The groups’ letter states, in part:
“There are many legitimate purposes of bank partnerships with third parties, but assisting a third party in the violation or evasion of state laws is not one of them . . . . The core of our concerns with rent-a-bank schemes is that they facilitate predatory, unaffordable credit. Rent-a-bank relationships are especially risky to banks and harmful to consumers when they enable lending above the Military Lending Act’s (MLA) fee-inclusive 36% interest rate cap (MLA 36% APR).

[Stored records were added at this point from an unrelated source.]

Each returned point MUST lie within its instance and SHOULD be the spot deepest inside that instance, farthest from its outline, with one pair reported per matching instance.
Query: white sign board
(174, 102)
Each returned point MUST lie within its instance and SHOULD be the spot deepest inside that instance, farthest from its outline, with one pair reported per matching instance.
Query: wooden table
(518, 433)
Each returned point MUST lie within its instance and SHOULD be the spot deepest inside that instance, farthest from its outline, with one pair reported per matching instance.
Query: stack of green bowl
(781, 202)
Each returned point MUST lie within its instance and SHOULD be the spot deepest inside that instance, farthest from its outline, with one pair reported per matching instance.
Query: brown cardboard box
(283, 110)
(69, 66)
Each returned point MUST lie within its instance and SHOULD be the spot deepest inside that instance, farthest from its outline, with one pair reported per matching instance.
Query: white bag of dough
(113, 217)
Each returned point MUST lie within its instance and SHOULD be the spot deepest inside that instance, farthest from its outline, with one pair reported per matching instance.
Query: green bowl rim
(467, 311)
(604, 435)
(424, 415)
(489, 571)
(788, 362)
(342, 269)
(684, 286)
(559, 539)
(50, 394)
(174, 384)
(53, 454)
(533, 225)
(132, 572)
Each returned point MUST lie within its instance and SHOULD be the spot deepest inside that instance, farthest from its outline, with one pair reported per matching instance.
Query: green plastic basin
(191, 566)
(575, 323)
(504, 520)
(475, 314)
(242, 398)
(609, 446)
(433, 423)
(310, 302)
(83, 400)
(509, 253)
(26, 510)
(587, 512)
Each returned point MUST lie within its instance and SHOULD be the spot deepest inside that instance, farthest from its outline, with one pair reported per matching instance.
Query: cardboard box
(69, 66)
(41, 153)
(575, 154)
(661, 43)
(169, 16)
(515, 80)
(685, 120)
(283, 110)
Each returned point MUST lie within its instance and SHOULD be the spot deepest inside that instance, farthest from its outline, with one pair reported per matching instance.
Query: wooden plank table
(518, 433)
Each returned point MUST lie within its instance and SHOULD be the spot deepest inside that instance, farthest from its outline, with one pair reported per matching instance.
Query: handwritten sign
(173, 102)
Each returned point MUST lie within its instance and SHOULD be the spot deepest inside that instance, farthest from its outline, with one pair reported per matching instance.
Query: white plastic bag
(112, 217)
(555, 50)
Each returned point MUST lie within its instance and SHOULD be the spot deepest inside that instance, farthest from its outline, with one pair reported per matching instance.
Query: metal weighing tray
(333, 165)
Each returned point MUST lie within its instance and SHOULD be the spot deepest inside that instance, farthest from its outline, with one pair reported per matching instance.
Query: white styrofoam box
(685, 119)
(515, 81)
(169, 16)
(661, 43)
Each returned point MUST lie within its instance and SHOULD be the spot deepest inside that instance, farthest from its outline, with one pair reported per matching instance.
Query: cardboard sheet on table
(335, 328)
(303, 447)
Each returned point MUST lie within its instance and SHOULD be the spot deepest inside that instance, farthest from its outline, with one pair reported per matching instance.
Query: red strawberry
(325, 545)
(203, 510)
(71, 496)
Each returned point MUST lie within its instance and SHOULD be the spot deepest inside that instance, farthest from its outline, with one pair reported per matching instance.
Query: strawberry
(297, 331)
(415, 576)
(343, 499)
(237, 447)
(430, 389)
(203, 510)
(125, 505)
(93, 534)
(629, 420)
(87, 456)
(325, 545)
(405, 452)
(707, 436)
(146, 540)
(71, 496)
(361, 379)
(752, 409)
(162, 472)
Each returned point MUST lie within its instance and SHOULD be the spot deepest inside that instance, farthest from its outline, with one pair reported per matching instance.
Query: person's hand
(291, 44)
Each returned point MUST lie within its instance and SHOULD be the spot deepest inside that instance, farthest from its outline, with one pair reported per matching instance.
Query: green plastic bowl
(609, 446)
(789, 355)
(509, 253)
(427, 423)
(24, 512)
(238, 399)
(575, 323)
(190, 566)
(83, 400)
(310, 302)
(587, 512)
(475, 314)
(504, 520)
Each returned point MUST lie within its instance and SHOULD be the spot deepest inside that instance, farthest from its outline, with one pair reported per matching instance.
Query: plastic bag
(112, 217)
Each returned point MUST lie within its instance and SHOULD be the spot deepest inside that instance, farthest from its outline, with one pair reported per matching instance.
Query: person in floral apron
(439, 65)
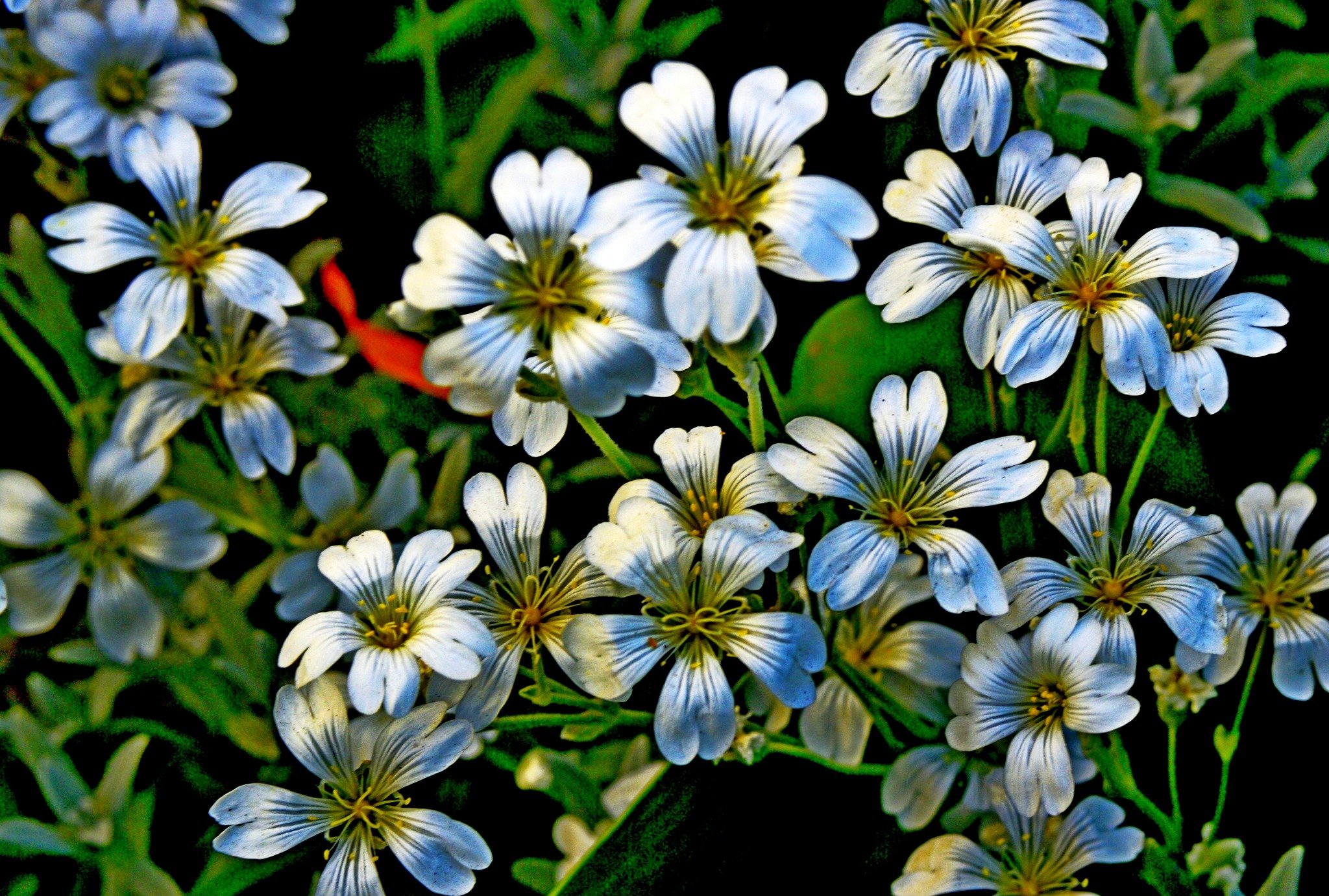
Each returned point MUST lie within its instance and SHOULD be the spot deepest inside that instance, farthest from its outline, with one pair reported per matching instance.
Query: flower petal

Lending above those rates violates the laws of a significant number of states and poses a number of other risks, including greater risk of (i) violating the MLA itself; (ii) predatory lending, consequent harms, and violation of other prohibitions against unfair, deceptive or abusive practices, including debt collection abuses associated with unaffordable loans; (iii) fair lending issues; (iv) litigation risk and risk that the scheme may be found unlawful, with the bank potentially responsible for conspiring to assist an attempted evasion of usury laws, given the greater disparity between permissible state interest rate limits and the loans made through the scheme; and (v) reputation risk when a bank attempts to enable a third party to offer a product it would not offer directly to its own customers and that is illegal across the country, often using underwriting guidelines it would not approve for its own customers.”
The letter, more broadly, highlights the harms and risks that high-cost lending through rent-a-bank schemes cause consumers and urges the FDIC to stop the schemes that six FDIC-supervised banks are currently engaged in on the FDIC’s watch.